Flex-MIG: Enabling Distributed Execution on MIG
Myeongsu Kim, Ikjun Yeom, Younghoon Kim
TL;DR
Flex-MIG reframes MIG from a rigid one-to-one hardware partitioning model into a software-managed one-to-many framework that enables a single job to span multiple MIG leaves without draining or reconfiguring GPUs. It introduces two coordinated layers: an orchestration layer that schedules and places multiple MIG leaves per job using size- and topology-aware heuristics, and a runtime layer that enables Host Shared Memory collectives across MIG instances by extending NCCL with MIG-aware peer discovery and synthetic Bus-ID labeling. The approach flattens resource utilization, reduces fragmentation, and avoids disruptive reconfiguration, achieving up to 17% improvements in makespan and higher cluster throughput in trace-driven simulations validated against real measurements. This work demonstrates the practical potential of software-driven resource coordination to unlock efficiency gains in multi-tenant GPU clusters while preserving hardware isolation. Flex-MIG thus offers a scalable path to better MIG utilization for small-to-medium AI workloads in cloud and on-prem environments.
Abstract
GPU clusters in multi-tenant settings often suffer from underutilization, making GPU-sharing technologies essential for efficient resource use.
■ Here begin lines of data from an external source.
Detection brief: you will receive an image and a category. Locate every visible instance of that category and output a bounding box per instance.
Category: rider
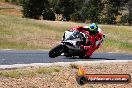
[71,23,103,57]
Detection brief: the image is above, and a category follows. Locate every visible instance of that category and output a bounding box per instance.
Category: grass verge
[0,8,132,53]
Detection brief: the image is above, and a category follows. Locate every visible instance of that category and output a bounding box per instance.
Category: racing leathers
[70,26,103,57]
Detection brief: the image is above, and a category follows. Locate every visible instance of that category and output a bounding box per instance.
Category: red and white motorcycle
[49,31,104,58]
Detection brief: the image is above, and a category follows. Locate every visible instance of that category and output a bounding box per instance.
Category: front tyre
[49,44,64,58]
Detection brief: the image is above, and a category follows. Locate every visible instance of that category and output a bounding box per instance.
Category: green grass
[0,15,132,52]
[0,67,61,78]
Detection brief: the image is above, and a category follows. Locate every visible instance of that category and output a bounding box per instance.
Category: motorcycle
[49,31,103,58]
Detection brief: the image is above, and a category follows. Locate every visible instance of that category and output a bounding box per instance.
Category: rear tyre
[49,44,64,58]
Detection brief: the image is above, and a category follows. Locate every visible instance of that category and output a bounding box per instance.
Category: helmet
[89,23,98,31]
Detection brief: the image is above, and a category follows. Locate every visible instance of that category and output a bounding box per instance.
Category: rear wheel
[49,44,64,58]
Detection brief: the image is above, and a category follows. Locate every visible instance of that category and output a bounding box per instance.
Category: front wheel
[49,44,64,58]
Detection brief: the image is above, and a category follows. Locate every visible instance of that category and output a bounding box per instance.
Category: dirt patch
[0,62,132,88]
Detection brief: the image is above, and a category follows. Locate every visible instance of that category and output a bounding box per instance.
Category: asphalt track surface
[0,50,132,65]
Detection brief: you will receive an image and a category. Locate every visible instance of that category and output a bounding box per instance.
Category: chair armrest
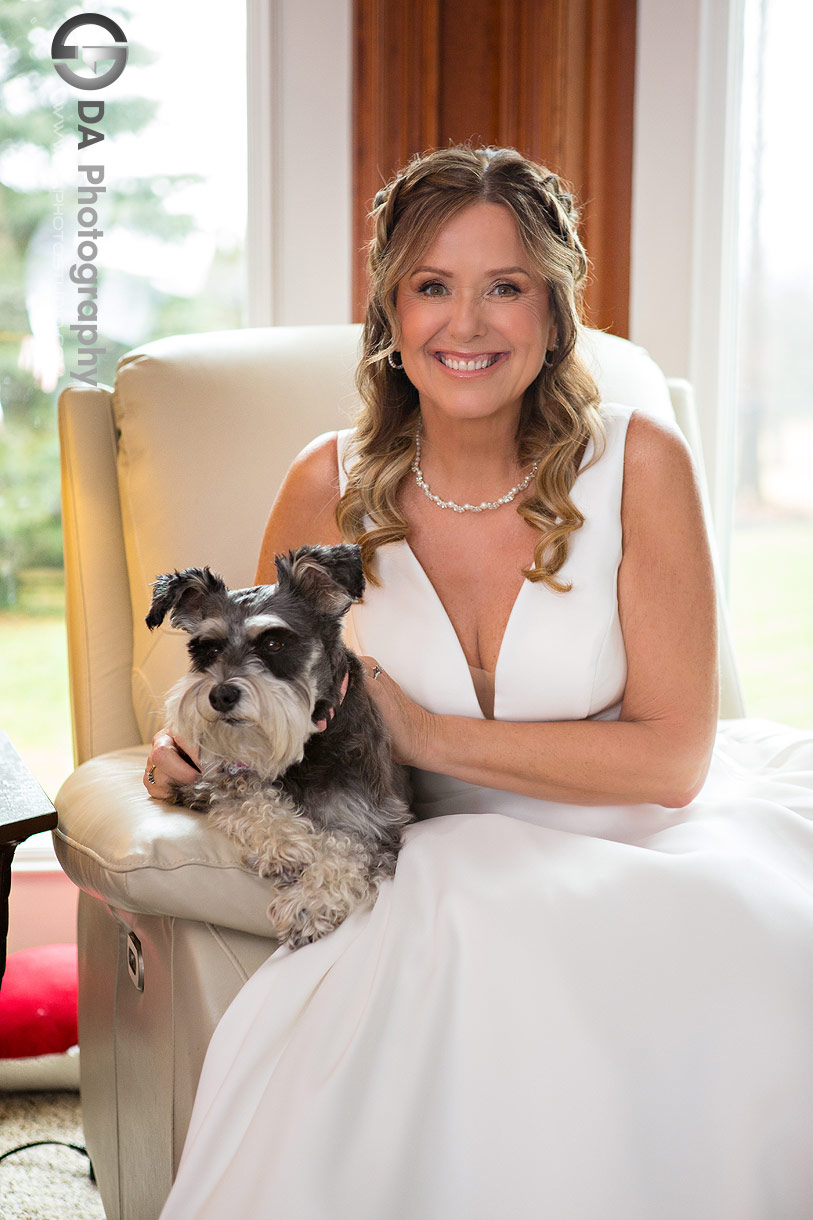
[54,745,280,939]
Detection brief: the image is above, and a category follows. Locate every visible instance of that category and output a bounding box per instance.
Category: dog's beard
[166,673,316,780]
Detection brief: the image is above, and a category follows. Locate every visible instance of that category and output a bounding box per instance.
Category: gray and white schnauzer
[146,545,410,948]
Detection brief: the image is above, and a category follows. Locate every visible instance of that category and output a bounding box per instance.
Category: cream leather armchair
[55,326,742,1220]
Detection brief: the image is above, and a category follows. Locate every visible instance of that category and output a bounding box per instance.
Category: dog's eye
[258,636,283,653]
[189,639,226,665]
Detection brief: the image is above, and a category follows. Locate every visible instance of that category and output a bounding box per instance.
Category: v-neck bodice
[338,404,639,839]
[339,405,631,720]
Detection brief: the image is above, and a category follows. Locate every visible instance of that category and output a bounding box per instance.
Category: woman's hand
[361,656,435,766]
[143,728,200,800]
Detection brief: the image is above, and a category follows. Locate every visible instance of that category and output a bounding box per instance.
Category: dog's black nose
[209,682,240,712]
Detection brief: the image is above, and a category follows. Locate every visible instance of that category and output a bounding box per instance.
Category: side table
[0,731,57,986]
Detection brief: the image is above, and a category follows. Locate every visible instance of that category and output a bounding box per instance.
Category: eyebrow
[410,267,531,279]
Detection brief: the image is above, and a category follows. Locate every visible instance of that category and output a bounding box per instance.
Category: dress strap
[336,428,355,495]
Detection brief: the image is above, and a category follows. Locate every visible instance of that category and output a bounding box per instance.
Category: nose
[447,293,488,343]
[209,682,240,712]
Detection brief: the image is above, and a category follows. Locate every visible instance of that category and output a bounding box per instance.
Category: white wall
[248,0,353,326]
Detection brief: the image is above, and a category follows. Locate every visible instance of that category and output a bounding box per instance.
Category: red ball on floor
[0,944,78,1059]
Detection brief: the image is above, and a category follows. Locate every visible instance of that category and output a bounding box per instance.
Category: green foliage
[0,409,62,605]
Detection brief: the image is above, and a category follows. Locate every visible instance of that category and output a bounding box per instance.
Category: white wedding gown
[156,407,813,1220]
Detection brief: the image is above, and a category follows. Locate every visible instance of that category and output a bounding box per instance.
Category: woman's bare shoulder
[258,432,342,583]
[623,411,699,526]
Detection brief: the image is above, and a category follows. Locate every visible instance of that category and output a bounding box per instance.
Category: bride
[145,148,813,1220]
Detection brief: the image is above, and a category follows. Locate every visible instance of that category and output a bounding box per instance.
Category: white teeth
[438,355,498,373]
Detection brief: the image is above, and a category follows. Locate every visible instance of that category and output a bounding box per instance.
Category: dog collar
[316,670,350,733]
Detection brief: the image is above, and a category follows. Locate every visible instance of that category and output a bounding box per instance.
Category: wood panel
[353,0,636,336]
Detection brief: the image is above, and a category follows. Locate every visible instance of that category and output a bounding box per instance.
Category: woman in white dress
[148,148,813,1220]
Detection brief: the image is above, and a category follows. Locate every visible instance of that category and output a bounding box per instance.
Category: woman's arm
[370,414,717,806]
[256,432,343,584]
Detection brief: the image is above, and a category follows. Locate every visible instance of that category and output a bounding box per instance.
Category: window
[0,0,247,839]
[730,0,813,728]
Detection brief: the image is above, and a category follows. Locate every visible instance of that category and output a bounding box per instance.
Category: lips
[435,351,505,373]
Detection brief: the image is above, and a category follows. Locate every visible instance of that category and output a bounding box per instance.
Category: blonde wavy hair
[336,145,604,592]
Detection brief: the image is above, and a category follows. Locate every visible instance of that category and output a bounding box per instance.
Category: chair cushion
[54,745,280,937]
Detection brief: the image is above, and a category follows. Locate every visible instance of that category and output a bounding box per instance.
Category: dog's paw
[243,852,302,889]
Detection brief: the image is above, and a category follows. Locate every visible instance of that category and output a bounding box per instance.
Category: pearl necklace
[413,423,540,512]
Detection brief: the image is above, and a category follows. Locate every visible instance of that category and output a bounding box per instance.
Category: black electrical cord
[0,1139,96,1182]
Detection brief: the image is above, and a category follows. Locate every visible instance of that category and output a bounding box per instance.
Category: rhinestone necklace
[413,423,540,512]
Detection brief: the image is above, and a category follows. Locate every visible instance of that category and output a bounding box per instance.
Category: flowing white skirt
[162,733,813,1220]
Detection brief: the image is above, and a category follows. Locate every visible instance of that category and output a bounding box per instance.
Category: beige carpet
[0,1093,105,1220]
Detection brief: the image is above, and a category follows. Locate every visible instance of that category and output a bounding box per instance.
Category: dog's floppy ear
[145,567,228,631]
[275,543,365,619]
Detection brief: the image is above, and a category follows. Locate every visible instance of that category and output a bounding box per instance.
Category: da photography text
[51,12,127,386]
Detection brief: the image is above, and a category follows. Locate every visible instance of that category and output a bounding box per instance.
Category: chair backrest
[60,326,742,761]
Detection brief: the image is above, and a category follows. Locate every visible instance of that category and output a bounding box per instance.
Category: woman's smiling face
[396,204,555,418]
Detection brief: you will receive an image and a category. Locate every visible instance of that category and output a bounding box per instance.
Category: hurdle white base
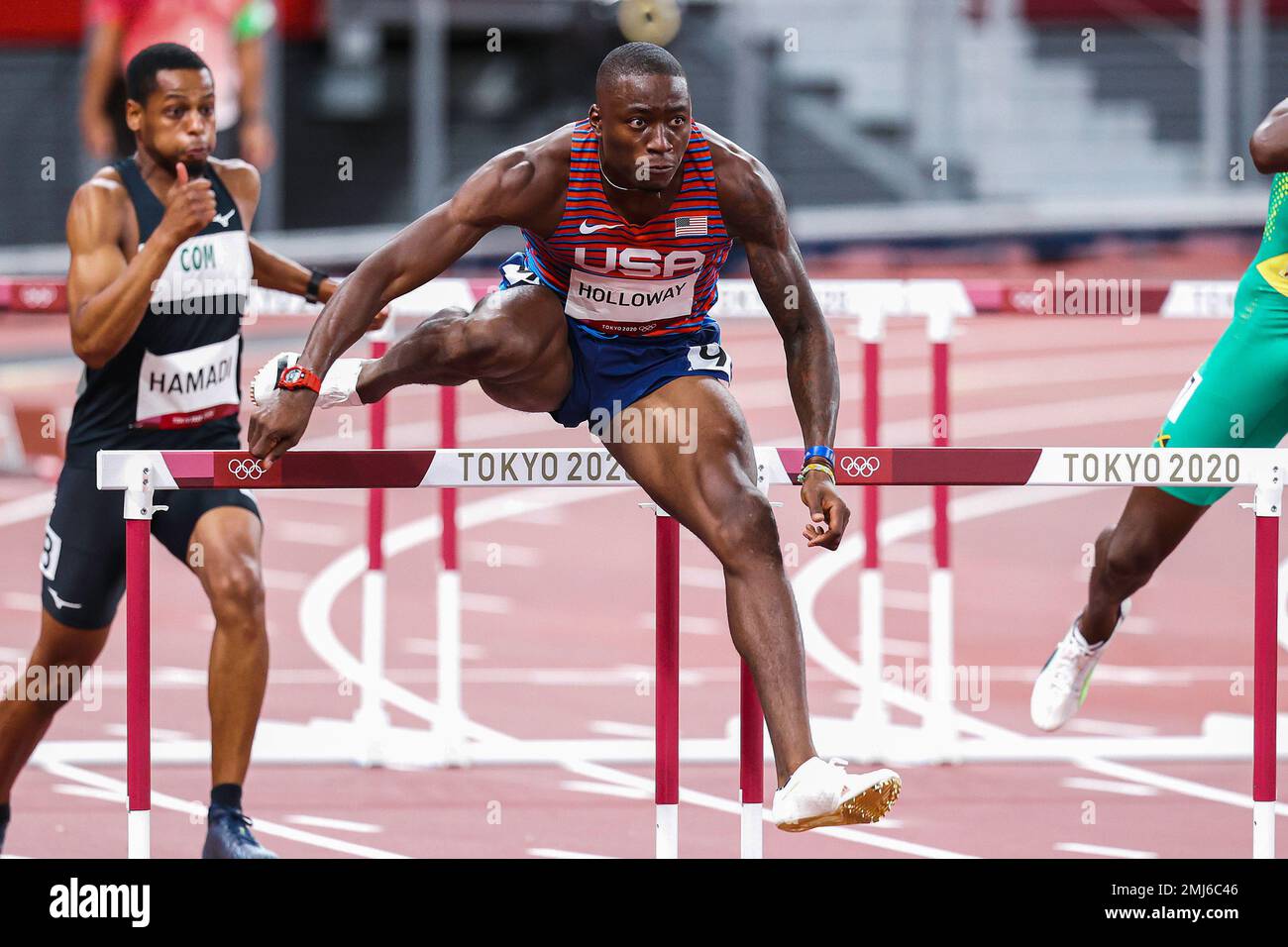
[657,802,680,858]
[31,714,1288,768]
[125,809,152,858]
[1252,801,1275,858]
[738,802,765,858]
[810,714,1288,766]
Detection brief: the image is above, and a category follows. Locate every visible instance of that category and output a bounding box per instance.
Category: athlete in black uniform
[0,44,376,858]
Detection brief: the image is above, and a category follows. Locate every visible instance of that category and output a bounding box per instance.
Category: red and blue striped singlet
[523,121,733,336]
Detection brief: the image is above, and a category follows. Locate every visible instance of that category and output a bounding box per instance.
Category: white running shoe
[250,352,371,408]
[1029,599,1130,730]
[773,756,903,832]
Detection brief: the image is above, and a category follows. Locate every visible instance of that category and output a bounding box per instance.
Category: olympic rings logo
[228,458,265,480]
[841,458,881,476]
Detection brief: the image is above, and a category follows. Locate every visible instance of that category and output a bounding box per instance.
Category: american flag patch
[675,217,707,237]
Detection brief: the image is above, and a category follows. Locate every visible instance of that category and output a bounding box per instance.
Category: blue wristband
[805,445,836,468]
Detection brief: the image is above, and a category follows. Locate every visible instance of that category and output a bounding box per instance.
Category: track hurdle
[98,447,1288,857]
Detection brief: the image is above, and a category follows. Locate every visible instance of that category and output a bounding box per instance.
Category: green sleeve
[233,0,277,43]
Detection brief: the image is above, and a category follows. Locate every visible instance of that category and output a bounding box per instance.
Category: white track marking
[461,540,546,569]
[528,848,615,858]
[680,566,724,591]
[1061,716,1158,737]
[1060,773,1158,796]
[283,815,385,835]
[461,591,514,614]
[0,488,54,530]
[299,488,971,858]
[39,763,407,858]
[1074,759,1288,815]
[1055,841,1158,858]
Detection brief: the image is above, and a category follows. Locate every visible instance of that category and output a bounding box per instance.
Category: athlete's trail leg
[606,376,815,786]
[358,286,572,411]
[1079,487,1208,644]
[188,506,268,786]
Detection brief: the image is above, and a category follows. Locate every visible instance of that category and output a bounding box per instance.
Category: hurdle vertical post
[1252,466,1283,858]
[926,307,956,759]
[438,385,467,766]
[353,340,389,767]
[124,460,167,858]
[855,305,890,760]
[643,504,680,858]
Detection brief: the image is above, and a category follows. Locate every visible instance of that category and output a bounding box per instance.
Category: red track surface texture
[0,317,1288,858]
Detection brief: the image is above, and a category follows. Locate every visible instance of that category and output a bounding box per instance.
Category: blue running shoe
[201,805,277,858]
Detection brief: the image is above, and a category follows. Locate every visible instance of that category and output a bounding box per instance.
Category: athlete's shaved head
[595,43,688,102]
[125,43,210,104]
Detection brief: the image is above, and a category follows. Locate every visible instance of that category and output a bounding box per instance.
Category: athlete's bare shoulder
[698,125,787,241]
[209,158,259,231]
[67,164,134,252]
[452,124,574,232]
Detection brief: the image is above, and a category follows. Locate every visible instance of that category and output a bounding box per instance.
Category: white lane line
[1060,776,1158,796]
[399,638,486,659]
[283,815,385,835]
[885,588,930,612]
[1055,841,1158,858]
[299,487,971,858]
[528,848,615,858]
[0,487,54,527]
[680,566,724,591]
[36,763,407,858]
[262,570,313,591]
[463,540,545,569]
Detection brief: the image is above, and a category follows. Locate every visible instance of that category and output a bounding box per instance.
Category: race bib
[564,269,698,333]
[134,335,240,430]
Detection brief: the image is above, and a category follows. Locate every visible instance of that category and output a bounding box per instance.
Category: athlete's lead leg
[355,286,572,411]
[606,376,815,786]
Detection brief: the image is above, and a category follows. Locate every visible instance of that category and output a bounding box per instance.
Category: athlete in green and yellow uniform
[1154,172,1288,506]
[1030,99,1288,730]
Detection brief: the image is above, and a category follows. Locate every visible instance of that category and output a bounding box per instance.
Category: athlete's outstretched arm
[717,145,850,549]
[1248,99,1288,174]
[67,164,215,368]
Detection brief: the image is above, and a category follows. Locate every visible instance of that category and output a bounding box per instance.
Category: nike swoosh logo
[49,586,80,608]
[579,220,621,233]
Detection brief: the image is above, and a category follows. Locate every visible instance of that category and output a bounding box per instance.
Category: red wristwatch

Among them, NVIDIA Multi-Instance GPU (MIG) has gained traction for providing hardware-level isolation that enables concurrent workloads without interference. However, MIG's hardware rigidity and the conventional one-to-one allocation model jointly lead to severe fragmentation and cluster-wide underutilization. We present Flex-MIG, a software-only framework that replaces one-to-one with a one-to-many allocation model and enables host-shared-memory collectives across MIG instances without hardware modification. Flex-MIG eliminates drain-required reconfiguration, reduces fragmentation, and improves makespan by up to 17% across diverse traces, showing that rethinking MIG's operational model as a software-coordinated layer substantially improves cluster efficiency.